The Callisto Protocol is a spiritual successor to Dead Space. After directing the iconic survival horror classic at Visceral Games and Electronic Arts, Glen Schofield is returning to the well to produce a game intent on building on its ideas in every conceivable way.
Originally set in the PUBG universe – whatever the hell that is supposed to entail – The Callisto Protocol has now broken away from this reputation to become a fully-fledged experience that aims to take us on a brutal, terrifying ride. It is knowingly riffing on the reverence we all have for its inspiration while doing just enough to stand on its own.
It’s all the better for it too, and shows that being iterative rather than introducing new ideas through a risky IP isn’t always necessary. We find comfort in the familiar, and this upcoming survival horror is proof that a gap in the market remains unfulfilled that for years nobody has bothered to fill. Until now. Because there are so many spooky space games on the horizon from the looks of things. Where did this trend even come from?
Dead Space continued to falter as the trilogy came to a close. Electronic Arts was keen to chase more action, more story, and more features dictated by trends instead of allowing Visceral Games to pursue its own vision. The games we eventually got were far from terrible, but stand firmly in the original’s shadow. The first is being remade because it’s the best of the bunch, and represents the isolation of being trapped in space with no means of escape so beautifully. But first comes The Callisto Protocol – and it looks incredible.
You play as a man who finds himself alone on a crumbling moon defined by death and decay, stalked by all manner of mutated creatures with a single desire. A harrowing voice narrates one of the most recent trailers, talking about potential rebirth and accepting the horrors we will spend much of the game trying so hard to escape. It alludes to Dead Space and how a group of religious zealots came to embrace the Xenomorphs and the ascension to a higher plane of existence they sought to represent. We will likely have to fend off aliens, machines, humans, and who knows what else throughout the campaign, and all the footage we’ve seen so far makes the player look utterly defenceless. As we should be.

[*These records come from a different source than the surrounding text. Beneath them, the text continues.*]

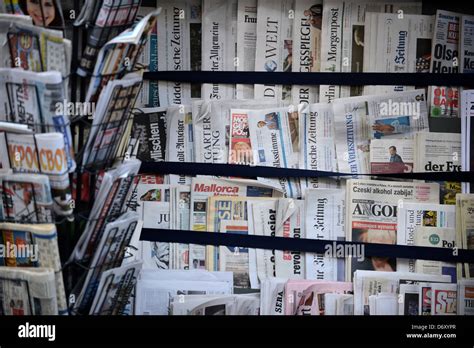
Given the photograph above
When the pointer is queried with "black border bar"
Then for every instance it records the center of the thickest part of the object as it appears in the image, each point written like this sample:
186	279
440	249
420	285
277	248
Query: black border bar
313	78
305	245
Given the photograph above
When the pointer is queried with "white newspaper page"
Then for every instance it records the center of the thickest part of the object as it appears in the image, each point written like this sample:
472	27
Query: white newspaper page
275	143
246	43
372	207
324	219
219	29
306	47
274	45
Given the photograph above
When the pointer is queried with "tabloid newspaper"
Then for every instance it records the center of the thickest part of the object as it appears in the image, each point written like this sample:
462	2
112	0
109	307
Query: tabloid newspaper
204	187
396	43
466	297
306	54
106	18
37	100
466	44
229	215
437	152
274	141
154	209
312	298
272	295
388	156
219	29
41	153
109	254
244	304
26	198
431	157
445	59
359	119
120	55
274	45
262	222
444	299
371	207
180	140
111	120
178	24
324	219
47	48
342	38
465	230
180	202
44	241
150	129
317	146
353	33
440	237
290	223
111	201
367	283
411	216
114	290
246	43
211	127
157	289
306	297
28	291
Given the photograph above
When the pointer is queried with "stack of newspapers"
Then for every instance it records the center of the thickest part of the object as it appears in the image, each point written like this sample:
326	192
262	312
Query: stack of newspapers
305	36
36	158
105	20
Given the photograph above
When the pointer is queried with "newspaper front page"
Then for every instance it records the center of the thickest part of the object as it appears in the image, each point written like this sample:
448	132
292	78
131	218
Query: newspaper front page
274	45
219	29
359	119
372	207
275	143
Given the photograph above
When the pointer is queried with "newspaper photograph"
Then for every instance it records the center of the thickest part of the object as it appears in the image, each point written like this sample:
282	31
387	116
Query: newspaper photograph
359	119
275	143
372	207
389	156
203	188
411	216
443	100
438	237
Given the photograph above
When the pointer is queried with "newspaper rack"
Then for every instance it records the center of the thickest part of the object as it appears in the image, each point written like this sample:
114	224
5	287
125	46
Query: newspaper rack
261	242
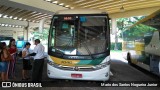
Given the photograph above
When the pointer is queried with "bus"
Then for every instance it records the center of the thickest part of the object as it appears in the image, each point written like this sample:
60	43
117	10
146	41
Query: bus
143	49
79	45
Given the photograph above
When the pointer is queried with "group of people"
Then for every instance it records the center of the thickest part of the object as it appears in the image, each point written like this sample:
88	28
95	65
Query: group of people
8	58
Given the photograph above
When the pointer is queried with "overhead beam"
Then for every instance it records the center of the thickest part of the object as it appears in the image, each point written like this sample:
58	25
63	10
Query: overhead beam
36	5
13	22
137	12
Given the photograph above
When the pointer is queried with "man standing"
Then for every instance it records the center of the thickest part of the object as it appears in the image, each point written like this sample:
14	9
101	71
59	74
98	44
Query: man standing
38	54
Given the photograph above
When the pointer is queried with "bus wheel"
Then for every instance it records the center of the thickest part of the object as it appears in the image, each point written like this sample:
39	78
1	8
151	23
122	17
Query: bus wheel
129	58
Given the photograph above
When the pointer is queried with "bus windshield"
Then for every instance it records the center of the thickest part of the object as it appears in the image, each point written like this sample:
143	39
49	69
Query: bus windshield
78	35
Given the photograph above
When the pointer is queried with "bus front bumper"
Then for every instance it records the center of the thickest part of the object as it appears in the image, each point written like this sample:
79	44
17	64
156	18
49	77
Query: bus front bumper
97	75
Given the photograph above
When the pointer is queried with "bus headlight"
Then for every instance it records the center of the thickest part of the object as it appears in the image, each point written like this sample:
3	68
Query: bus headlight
102	65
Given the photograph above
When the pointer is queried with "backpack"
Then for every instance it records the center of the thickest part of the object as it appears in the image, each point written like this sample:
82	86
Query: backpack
20	54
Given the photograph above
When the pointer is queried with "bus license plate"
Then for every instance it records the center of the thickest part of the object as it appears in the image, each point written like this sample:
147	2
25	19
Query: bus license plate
76	75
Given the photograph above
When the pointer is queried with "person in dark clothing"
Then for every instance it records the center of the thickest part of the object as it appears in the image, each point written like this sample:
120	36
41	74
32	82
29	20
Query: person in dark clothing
38	63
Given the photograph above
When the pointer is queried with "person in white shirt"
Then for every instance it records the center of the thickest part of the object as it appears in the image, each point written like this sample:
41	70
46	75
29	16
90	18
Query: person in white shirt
26	61
38	63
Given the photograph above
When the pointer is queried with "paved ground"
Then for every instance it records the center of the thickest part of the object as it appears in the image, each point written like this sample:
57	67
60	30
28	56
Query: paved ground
119	67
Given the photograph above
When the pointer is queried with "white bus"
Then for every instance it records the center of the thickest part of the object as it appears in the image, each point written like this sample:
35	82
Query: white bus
79	45
143	50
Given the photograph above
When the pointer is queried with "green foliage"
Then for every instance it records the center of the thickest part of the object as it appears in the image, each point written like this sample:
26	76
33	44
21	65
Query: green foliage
137	31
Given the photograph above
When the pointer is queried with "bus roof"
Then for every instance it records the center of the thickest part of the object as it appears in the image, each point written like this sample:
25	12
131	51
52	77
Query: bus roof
151	20
81	11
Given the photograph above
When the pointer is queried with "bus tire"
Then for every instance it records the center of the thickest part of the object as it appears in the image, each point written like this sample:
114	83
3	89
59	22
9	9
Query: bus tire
129	59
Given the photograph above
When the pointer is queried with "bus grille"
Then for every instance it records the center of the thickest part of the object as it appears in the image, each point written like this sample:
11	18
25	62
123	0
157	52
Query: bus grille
79	68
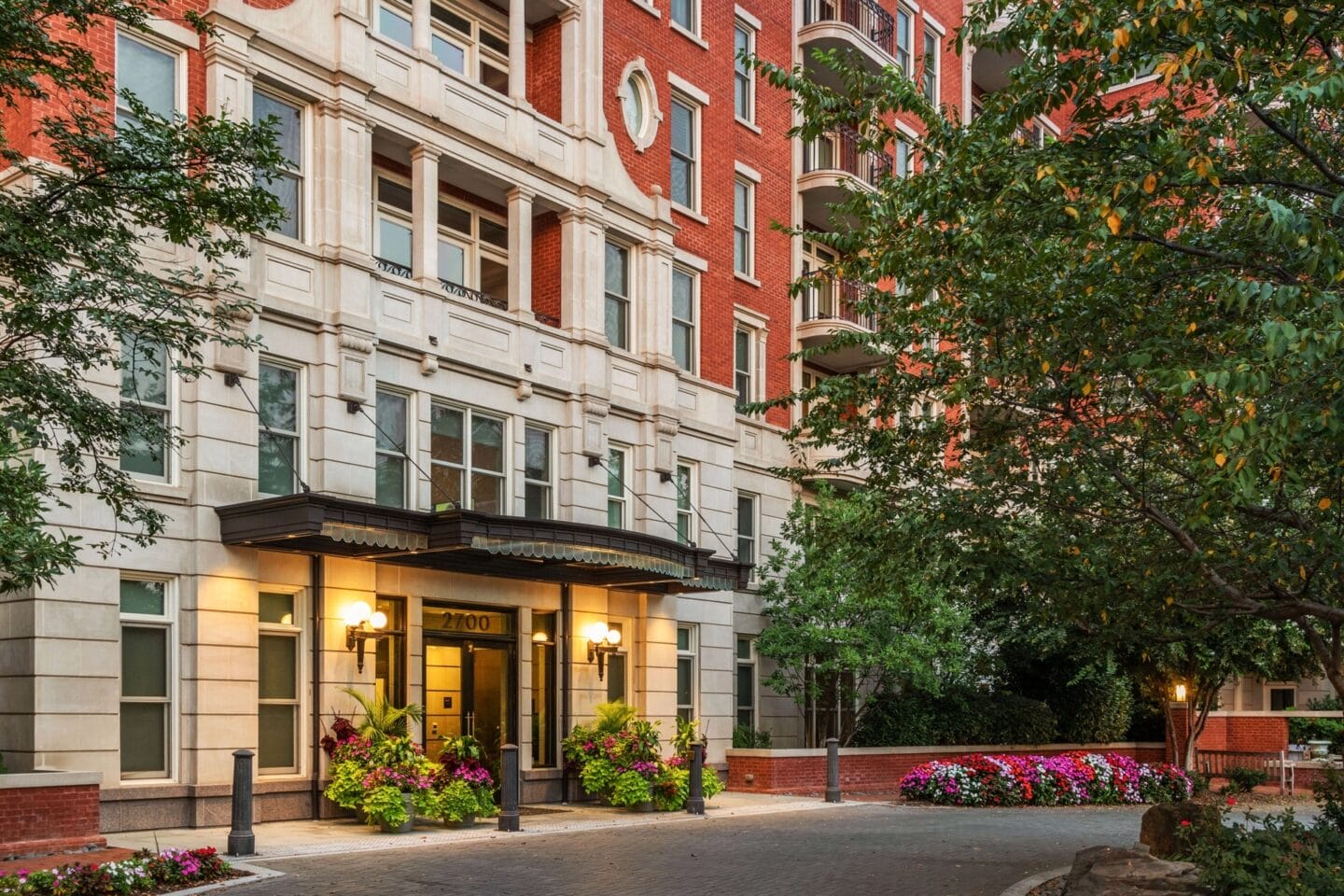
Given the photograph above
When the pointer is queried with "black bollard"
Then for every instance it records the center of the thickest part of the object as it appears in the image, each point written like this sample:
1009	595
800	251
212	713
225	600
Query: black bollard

The player wields chainsaw-esque machetes, painfully slow pistols, and other industrial tools that likely weren’t invented with the purpose of killing gruesome alien creatures. But much like Dead Space, we must use all the tools at our disposal to survive. Survival horror shines brightest when we feel vulnerable, scrambling for a solution amidst the chaotic fear that whatever awaits around the next corner will doom us to an early grave. Later games in the series abandoned that notion, but The Callisto Protocol seems determined to bring that back and evolve it into something entirely new. Environments seem grander, the story feels darker, yet the foundation it walks upon is familiar in a way that so many of us have wanted since Dead Space lost its way almost a decade ago. Now it’s back, and I can’t bloody wait.
I want this game to leave me shaken, disturbed, and begging for more as I wipe the viscera off my face and jump in for a second playthrough, no longer afraid of the horror I once thought impossible to conquer. Just like Dead Space, I want it to linger in my memory long after I’ve put down the controller and walked away. If anyone can do it, Glen Schofield can.